Written by Vrishti Beniwal | New Delhi, Jan 6 | Updated: Jan 7 2008, 05:51am hrs
Electronics hardware and software companies may soon be cleared to invest in special economic zones and integrated townships. Plans to build integrated townships of up to 40 sq km in area would keep the cost-competitiveness of the IT sector going even after the tax breaks offered the Software Technology Parks of India (STPI) scheme come to an end in 2009.

Mega-cities plans have been drawn up by the department of information technology and identified as an IT investment region. According to sources, the idea of developing a region jointly for the hardware and software sectors was mooted by the Prime Ministers Office after recommendations from industry bodies, including the Manufacturers Association for Information Technology and Nasscom.

An investment of about Rs 150 crore will be made towards integrated development of such regions. These regions will be developed, keeping in mind the needs of the sectors, as there will be specialisation of zones. These will include science parks as well as accommodation for professionals working in the zones, a source told FE.

Land acquisition and development of a region will be done by states, while infrastructure will be built by developers. A feasibility study and planning will be done by the government.

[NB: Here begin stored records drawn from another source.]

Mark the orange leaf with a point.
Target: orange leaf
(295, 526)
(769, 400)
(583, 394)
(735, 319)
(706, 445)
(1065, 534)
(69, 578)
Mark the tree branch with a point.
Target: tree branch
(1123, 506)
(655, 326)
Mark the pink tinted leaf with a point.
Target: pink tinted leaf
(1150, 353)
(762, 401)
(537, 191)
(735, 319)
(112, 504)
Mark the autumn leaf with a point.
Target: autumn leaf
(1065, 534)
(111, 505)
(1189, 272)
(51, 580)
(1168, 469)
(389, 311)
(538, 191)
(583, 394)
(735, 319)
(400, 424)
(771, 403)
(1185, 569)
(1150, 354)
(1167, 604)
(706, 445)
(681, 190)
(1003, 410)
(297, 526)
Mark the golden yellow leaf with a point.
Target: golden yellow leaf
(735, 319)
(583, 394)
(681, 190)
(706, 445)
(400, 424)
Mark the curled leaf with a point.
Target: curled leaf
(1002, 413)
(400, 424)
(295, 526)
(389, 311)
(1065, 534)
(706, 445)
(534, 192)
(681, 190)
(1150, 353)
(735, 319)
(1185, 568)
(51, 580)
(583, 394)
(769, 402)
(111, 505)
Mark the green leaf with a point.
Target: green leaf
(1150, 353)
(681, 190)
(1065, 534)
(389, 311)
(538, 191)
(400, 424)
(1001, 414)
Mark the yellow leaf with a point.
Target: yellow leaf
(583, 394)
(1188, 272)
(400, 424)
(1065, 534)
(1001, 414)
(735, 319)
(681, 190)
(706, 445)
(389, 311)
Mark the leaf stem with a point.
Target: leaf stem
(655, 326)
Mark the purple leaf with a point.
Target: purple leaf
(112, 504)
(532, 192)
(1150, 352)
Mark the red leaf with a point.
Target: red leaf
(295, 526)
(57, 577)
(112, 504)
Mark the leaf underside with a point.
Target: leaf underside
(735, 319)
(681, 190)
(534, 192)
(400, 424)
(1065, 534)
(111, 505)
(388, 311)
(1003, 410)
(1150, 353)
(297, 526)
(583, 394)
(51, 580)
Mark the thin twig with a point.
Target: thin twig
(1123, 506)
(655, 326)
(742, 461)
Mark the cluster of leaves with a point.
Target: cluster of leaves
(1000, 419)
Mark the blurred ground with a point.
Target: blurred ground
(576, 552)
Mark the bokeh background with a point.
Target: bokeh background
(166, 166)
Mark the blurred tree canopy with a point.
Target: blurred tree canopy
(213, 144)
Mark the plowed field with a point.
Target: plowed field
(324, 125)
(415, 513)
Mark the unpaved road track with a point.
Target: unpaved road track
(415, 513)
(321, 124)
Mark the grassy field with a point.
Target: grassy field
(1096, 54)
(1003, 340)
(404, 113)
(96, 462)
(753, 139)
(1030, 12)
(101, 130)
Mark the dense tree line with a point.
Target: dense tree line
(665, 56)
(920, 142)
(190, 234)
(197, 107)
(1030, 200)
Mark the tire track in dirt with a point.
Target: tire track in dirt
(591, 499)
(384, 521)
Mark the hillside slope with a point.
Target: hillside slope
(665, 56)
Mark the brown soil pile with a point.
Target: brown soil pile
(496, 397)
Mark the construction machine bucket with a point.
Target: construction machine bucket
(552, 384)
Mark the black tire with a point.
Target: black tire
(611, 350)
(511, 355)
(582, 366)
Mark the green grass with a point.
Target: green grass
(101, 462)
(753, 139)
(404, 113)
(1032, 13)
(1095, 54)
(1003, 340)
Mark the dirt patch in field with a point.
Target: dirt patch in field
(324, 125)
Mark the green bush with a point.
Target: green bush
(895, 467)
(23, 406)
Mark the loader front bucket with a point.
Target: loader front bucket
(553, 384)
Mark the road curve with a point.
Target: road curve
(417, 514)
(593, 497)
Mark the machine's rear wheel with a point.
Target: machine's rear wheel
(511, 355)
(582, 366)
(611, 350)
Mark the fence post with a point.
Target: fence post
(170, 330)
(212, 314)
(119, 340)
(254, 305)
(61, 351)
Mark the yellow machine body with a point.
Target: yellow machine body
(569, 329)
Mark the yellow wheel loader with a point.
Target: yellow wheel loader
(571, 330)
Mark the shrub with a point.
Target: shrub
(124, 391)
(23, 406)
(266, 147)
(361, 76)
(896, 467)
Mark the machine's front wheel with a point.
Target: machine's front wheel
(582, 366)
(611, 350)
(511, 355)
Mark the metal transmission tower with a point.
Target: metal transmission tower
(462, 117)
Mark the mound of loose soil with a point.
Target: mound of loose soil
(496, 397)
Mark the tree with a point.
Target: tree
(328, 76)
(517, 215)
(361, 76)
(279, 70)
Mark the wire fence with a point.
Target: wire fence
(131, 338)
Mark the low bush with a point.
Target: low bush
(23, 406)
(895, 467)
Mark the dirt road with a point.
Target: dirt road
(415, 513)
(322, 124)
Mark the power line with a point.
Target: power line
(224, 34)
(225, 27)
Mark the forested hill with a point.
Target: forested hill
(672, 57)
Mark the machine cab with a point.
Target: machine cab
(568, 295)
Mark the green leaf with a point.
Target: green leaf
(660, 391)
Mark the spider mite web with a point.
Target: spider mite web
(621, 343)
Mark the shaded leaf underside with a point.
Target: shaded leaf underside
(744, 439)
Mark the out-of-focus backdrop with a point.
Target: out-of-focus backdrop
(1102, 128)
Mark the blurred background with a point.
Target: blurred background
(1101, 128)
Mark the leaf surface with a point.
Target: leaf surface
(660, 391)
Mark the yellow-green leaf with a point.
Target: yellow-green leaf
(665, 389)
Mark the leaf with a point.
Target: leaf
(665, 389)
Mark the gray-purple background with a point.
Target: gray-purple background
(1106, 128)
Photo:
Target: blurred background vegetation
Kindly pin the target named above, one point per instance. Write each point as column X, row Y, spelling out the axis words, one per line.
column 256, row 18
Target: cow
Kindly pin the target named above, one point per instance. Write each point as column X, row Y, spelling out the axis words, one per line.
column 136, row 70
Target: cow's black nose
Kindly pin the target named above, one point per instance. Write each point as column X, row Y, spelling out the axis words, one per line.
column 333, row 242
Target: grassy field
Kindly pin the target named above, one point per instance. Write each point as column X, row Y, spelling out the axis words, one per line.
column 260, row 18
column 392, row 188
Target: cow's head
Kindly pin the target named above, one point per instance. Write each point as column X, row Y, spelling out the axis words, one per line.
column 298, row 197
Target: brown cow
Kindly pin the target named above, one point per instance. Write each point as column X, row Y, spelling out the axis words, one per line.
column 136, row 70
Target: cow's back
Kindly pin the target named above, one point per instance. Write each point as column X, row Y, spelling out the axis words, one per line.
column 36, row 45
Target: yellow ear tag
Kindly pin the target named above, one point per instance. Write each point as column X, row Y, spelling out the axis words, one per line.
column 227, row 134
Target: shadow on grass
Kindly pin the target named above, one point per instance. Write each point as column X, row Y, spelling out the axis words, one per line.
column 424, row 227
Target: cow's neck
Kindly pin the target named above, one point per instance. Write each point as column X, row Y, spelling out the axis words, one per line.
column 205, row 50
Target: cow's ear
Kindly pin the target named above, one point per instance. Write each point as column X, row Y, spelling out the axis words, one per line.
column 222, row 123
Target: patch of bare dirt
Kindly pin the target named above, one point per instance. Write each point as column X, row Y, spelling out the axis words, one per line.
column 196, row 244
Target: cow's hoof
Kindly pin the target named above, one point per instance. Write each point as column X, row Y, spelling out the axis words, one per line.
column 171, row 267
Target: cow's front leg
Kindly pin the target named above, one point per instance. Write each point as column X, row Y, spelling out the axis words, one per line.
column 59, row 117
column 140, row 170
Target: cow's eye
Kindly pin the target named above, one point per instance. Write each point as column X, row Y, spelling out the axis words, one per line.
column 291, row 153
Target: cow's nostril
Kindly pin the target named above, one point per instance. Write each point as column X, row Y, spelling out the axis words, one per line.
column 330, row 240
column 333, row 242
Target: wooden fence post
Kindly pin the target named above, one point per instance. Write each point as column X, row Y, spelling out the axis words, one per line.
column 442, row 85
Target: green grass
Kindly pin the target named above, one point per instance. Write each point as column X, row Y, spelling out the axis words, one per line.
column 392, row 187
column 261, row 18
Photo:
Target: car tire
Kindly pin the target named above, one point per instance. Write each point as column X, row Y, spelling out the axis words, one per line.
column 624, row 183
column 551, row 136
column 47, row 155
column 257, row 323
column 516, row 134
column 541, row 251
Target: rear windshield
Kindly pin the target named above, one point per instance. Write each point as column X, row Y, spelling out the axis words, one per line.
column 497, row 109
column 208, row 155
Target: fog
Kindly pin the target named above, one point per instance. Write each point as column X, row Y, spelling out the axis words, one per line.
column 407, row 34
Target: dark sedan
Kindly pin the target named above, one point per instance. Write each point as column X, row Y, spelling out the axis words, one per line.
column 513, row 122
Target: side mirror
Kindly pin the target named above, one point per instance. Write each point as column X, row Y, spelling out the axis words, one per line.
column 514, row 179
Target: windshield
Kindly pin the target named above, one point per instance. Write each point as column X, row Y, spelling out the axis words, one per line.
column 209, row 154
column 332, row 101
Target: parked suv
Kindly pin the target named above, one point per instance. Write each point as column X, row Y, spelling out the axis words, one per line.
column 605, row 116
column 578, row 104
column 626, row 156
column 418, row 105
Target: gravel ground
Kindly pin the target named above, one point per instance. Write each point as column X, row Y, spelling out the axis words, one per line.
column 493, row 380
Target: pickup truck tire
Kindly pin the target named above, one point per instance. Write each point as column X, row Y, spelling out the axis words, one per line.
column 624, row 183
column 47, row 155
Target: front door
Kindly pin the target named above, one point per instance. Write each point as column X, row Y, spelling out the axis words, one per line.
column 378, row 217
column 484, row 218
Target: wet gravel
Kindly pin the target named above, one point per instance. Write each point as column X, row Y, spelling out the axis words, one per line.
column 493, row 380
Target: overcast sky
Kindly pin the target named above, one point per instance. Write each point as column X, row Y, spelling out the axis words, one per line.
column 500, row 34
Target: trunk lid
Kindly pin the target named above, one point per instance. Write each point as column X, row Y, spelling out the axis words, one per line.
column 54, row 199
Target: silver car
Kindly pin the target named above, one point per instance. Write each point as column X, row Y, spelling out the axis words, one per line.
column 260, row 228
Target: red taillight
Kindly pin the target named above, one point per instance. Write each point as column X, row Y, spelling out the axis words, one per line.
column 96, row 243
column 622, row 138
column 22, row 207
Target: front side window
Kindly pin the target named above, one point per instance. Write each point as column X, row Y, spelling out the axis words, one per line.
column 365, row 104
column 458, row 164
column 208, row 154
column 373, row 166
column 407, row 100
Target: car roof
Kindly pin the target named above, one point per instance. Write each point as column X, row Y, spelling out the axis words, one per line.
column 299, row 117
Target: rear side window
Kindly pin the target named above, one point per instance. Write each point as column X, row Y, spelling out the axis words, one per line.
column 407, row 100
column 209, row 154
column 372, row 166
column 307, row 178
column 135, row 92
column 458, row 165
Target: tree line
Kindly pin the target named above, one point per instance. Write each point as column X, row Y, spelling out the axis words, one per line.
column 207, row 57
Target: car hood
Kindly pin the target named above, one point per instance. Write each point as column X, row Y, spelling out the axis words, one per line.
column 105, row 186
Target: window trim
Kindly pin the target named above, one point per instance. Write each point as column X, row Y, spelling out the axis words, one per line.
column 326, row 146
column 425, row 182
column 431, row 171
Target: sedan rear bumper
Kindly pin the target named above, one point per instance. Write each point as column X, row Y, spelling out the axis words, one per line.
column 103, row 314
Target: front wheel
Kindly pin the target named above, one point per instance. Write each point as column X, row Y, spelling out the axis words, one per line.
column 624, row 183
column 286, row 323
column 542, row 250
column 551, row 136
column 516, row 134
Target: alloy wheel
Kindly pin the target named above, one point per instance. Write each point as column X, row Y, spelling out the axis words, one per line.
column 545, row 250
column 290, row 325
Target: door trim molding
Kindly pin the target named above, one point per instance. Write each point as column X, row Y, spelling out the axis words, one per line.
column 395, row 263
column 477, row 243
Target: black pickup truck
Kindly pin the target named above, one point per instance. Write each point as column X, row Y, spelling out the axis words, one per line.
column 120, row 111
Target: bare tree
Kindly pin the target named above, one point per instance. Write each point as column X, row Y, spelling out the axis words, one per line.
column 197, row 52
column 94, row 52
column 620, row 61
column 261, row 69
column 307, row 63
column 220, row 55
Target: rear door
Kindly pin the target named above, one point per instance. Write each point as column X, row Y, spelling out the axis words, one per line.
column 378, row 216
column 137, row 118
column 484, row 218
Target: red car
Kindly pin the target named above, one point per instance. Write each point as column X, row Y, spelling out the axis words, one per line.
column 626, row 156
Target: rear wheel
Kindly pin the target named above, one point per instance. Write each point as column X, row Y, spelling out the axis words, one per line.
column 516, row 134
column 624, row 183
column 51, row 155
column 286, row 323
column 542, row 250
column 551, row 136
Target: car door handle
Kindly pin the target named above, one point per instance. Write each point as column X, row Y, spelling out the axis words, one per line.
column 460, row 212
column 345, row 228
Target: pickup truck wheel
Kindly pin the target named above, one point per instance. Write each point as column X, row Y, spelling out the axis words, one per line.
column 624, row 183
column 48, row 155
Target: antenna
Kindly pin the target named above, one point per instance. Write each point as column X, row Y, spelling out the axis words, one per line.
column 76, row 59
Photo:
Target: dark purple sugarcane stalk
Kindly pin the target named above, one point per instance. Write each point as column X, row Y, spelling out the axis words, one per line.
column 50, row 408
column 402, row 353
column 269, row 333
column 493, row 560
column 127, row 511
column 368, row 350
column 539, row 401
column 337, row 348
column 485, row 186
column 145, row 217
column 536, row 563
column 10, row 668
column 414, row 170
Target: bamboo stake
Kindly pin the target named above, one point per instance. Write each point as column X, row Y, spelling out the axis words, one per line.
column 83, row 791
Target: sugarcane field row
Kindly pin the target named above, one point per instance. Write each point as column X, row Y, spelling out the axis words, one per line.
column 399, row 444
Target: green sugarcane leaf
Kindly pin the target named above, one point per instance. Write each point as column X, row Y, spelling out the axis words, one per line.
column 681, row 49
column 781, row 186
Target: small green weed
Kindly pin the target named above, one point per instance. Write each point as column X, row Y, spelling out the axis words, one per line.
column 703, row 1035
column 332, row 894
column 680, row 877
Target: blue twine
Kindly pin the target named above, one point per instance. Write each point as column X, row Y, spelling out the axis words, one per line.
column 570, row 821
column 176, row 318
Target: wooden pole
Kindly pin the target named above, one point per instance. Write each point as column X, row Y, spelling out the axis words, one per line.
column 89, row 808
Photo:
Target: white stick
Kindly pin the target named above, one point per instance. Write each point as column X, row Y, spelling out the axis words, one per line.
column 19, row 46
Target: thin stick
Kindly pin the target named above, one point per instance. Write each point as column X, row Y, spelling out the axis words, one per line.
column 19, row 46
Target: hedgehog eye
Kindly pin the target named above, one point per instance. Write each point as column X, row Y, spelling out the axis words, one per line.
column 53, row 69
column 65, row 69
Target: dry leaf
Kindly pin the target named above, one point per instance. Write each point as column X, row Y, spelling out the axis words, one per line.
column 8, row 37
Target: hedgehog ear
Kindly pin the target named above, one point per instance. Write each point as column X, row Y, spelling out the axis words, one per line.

The STPIs and 100% export-oriented units (EOUs) continue to enjoy tax exemptions for 15 years. But, as the STPI scheme is set to come to end in March 2009, it has worried software exporters operating out of such regions. The proposed IT investment region scheme will come as a respite to IT and ITeS companies as there is no clarity yet on whether the STPI scheme will be extended despite requests from Nasscom, the IT and the commerce ministry.